For over 100 years the Legal world has used Wests Patented (expired 2000) method
of referencing legal cases. Even if there were a top notch "free"
system, it is very difficult to get old (crusty) judges to give up their tried
and true KeyCite notation. Even if you came up with the most wonderful
annotation system in the world, it would still take many years to overcome the
momentum that exists.

Then comes the "value added" portion that makes it harder.
Thompson/West has contracts with places like the US Supreme Court to have all
decisions rendered by the court available in WestLaw within two hours. This is
a difficult task to do with Open Source (but not imposable) since they are not
used to having SLAs like that. Then there are annotations. These are opinions
from West staff legal "experts" which can help someone doing research
on a particular law. This is not something that the OSS is used to but I am
not saying that it could not be done but it would (and should) give pause for
thought on the subject.

Some states like Minnesota have their own web sight for Laws and Statutes.
http://www.leg.state.mn.us/leg/statutes.asp So in some way it is started.

What would be interesting is to create a (software) framework that each
state/entity could use this to store their laws and then have a meta web page to
point to each entity. The real trouble comes in to play when you need to allow
for the uniqueness of each state. Louisiana state laws are not like any other
state since they had most of their law basis from French common law, whereas the
rest of the US is based on English common law. Some states like New York have
much older ideas about law (no mutual discovery, etc) than say a Nevada or
Minnesota. Some states like California have an interesting system too which is
different than other states. Hats off to Google or the OSS community if they
can do it. One place to suggest this idea might be www.naag.org where you could
get "buy in" and help from the horses' mouth (so to speak).


[ Reply to This | # ]

A Broader Lii
Authored by: starsky on Monday, November 22 2004 @ 05:27 PM EST
The Cornell Lii is just one of many. If you are going to make the google equivalent, you jump up one level. The Cornell Lii has been aggregated with:
UK - Baillii
Aus/Nz - Austlii
Canada - CanLii
Hong Kong - HkLii
Pacific Islands - Paclii
South Africa - Saflii

into Worldlii

Now, I really, appreciate the Lii Databases, they were invaluable in my legal studeis as part of my finance post grad. Particularly when looking for precendence in international case law.
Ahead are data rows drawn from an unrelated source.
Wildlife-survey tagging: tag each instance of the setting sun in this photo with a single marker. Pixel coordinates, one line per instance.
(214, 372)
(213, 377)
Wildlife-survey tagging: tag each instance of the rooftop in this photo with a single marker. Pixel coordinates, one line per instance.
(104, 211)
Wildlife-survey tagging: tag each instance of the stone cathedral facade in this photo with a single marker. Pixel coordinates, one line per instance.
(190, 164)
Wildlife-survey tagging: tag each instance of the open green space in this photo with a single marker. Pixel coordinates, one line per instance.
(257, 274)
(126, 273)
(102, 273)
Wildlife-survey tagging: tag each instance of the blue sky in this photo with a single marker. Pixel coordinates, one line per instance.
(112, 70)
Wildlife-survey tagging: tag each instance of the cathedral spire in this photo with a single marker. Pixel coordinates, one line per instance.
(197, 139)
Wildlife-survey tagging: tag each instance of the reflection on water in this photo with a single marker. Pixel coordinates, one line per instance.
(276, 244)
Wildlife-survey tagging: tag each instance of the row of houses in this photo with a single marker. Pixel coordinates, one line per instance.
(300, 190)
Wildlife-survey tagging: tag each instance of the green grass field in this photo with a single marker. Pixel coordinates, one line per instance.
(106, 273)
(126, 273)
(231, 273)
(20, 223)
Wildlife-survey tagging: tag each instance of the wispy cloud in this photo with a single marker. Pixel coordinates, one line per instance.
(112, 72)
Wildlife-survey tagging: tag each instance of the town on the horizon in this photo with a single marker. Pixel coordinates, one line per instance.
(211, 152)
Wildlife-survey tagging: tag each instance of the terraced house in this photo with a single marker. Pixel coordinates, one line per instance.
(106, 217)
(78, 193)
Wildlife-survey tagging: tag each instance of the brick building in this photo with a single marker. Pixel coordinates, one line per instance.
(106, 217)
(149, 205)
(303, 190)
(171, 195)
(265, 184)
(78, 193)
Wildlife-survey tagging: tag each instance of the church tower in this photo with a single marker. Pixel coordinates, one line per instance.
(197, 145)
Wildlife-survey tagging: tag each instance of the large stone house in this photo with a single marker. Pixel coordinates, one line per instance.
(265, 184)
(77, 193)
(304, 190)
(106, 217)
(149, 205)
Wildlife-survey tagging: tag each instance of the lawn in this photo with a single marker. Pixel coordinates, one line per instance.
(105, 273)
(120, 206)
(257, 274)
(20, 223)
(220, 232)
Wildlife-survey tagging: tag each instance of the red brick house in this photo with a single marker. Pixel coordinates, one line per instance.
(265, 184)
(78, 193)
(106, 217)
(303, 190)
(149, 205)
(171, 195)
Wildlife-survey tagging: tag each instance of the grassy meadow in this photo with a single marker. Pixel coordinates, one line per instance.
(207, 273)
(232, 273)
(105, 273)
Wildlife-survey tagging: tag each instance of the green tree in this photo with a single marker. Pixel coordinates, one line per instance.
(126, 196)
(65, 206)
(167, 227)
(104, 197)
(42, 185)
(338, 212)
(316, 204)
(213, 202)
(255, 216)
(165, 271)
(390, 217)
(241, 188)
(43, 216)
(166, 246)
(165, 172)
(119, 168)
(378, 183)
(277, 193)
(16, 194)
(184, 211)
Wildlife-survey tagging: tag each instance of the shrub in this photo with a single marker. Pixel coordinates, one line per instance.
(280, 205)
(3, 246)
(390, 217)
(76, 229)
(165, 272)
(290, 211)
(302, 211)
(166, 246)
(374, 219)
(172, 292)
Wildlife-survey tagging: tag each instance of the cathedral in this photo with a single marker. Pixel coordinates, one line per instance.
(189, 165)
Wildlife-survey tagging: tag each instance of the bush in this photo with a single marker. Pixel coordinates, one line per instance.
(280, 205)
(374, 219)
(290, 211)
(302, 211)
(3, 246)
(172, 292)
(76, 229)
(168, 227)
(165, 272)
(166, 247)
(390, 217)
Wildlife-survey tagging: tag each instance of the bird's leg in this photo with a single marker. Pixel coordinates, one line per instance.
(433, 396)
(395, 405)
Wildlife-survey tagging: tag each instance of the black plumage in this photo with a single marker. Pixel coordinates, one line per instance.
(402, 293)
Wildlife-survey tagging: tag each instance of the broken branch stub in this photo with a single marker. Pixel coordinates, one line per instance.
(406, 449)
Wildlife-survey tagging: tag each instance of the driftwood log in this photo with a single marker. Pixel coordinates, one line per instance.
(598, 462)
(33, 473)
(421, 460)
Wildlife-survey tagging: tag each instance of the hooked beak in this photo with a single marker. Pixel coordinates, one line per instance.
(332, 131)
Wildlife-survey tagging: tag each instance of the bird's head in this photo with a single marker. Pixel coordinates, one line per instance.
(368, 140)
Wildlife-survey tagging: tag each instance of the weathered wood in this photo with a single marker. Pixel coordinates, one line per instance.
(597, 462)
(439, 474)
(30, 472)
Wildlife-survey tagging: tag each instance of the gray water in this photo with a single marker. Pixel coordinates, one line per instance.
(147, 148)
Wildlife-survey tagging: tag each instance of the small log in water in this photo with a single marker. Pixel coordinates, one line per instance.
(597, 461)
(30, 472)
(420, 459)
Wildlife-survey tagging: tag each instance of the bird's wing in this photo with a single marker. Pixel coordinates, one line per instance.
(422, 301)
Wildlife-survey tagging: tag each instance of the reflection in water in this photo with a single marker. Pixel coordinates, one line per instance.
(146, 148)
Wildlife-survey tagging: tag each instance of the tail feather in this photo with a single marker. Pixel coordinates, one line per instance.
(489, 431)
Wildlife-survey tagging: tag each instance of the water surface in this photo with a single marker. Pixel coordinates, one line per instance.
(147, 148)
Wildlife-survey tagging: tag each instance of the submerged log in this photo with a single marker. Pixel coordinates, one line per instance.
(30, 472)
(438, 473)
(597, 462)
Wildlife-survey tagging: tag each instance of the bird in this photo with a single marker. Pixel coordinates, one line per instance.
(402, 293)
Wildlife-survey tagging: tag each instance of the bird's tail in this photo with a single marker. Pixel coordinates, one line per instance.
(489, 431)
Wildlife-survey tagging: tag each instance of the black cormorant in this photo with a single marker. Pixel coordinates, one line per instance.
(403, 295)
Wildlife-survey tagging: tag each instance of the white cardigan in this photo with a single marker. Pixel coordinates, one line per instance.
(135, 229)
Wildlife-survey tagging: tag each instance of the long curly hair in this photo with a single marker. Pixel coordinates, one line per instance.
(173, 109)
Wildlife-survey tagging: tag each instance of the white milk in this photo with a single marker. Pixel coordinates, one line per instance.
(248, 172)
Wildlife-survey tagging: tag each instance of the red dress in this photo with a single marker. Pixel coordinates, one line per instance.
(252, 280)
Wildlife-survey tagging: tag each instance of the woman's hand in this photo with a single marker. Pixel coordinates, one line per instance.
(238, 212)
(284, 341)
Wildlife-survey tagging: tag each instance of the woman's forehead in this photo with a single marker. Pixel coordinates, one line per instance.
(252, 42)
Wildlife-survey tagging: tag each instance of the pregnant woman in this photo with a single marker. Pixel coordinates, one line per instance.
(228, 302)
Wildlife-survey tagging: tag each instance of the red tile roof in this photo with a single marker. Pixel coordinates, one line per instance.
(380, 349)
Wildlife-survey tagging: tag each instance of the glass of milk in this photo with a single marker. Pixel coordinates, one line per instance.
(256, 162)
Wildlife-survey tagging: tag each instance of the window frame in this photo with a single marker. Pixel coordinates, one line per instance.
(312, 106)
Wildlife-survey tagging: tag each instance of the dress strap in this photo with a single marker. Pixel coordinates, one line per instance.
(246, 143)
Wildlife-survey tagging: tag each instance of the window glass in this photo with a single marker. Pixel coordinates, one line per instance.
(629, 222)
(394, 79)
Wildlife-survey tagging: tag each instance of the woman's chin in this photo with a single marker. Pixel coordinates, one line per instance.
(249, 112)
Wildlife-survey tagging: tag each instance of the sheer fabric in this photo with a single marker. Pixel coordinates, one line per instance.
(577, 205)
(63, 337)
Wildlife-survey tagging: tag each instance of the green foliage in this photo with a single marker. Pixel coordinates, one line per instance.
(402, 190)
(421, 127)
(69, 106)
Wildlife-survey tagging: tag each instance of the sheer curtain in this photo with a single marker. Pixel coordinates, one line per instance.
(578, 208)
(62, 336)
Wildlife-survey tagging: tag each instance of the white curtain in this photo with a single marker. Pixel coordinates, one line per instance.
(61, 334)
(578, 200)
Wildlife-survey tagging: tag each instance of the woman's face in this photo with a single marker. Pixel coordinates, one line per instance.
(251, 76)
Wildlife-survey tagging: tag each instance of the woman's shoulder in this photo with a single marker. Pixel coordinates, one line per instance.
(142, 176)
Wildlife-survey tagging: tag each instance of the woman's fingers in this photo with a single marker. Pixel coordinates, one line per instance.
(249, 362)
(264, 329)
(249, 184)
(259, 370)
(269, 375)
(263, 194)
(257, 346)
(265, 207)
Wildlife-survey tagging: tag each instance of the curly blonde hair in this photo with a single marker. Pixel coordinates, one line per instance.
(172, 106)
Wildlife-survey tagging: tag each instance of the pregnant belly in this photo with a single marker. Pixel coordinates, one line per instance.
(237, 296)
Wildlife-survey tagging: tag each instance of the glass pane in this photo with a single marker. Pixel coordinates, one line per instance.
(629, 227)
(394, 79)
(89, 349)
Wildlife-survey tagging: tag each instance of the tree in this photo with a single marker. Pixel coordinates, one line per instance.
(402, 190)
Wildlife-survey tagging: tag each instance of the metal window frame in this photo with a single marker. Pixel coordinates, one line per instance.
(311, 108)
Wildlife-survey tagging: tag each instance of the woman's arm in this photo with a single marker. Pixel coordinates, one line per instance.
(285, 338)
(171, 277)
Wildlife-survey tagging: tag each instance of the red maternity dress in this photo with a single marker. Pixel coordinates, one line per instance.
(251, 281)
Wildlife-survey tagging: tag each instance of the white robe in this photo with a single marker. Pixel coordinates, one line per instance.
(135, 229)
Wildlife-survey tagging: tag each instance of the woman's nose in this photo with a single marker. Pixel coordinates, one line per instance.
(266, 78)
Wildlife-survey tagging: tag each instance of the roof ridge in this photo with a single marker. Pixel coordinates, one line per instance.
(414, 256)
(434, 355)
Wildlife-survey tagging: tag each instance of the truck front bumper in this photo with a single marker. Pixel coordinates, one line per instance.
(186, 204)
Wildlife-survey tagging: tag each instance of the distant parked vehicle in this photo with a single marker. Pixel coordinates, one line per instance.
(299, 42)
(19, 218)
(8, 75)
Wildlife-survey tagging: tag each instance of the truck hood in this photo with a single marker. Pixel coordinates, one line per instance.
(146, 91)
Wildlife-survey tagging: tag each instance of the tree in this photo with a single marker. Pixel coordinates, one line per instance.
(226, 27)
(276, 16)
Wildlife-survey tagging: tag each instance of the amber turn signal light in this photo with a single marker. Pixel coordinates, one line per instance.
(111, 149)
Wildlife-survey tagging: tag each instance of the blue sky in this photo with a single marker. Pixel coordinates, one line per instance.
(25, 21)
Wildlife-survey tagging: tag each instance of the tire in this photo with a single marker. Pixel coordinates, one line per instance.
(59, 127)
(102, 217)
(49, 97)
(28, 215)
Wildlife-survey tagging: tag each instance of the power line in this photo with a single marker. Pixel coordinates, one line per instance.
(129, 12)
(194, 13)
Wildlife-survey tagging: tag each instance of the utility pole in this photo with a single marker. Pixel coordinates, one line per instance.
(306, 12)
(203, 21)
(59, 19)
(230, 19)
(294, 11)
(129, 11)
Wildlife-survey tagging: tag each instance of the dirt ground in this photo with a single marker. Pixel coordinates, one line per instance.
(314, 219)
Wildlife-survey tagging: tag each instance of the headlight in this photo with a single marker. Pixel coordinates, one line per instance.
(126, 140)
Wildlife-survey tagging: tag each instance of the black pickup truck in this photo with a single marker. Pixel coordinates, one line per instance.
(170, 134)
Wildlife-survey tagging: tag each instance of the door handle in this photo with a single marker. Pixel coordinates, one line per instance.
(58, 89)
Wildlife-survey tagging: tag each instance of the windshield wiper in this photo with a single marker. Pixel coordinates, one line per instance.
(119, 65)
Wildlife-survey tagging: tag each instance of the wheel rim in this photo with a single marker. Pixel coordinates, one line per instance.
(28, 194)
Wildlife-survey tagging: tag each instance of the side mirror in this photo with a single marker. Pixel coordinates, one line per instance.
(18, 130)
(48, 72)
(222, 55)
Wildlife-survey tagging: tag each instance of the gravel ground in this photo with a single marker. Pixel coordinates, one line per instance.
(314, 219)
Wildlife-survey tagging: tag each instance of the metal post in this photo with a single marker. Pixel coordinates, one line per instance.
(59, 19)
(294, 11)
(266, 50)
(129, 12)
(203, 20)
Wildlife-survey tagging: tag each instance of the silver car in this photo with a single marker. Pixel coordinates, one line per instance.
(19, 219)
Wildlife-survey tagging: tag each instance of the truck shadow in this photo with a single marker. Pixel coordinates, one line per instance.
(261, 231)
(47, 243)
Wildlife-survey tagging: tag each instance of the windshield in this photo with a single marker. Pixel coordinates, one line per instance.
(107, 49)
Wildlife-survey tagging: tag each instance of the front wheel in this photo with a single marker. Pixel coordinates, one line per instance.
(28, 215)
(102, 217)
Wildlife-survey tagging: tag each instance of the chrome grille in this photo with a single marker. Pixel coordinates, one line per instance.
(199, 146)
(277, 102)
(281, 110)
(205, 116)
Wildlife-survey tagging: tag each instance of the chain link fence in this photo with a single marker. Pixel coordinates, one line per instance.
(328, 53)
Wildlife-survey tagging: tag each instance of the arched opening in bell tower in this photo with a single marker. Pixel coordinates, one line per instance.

All of the lii databases have a shared mission. They declare on this page:

  • Public legal information from all countries and international institutions is part of the common heritage of humanity. Maximising access to this information promotes justice and the rule of law;
  • Public legal information is digital common property and should be accessible to all on a non-profit basis and free of charge;
  • Independent non-profit organisations have the right to publish public legal information and the government bodies that create or control that information should provide access to it so that it can be published
Now they are not complete sources of law, but improving the indexing and searchability of this resource would make a great start.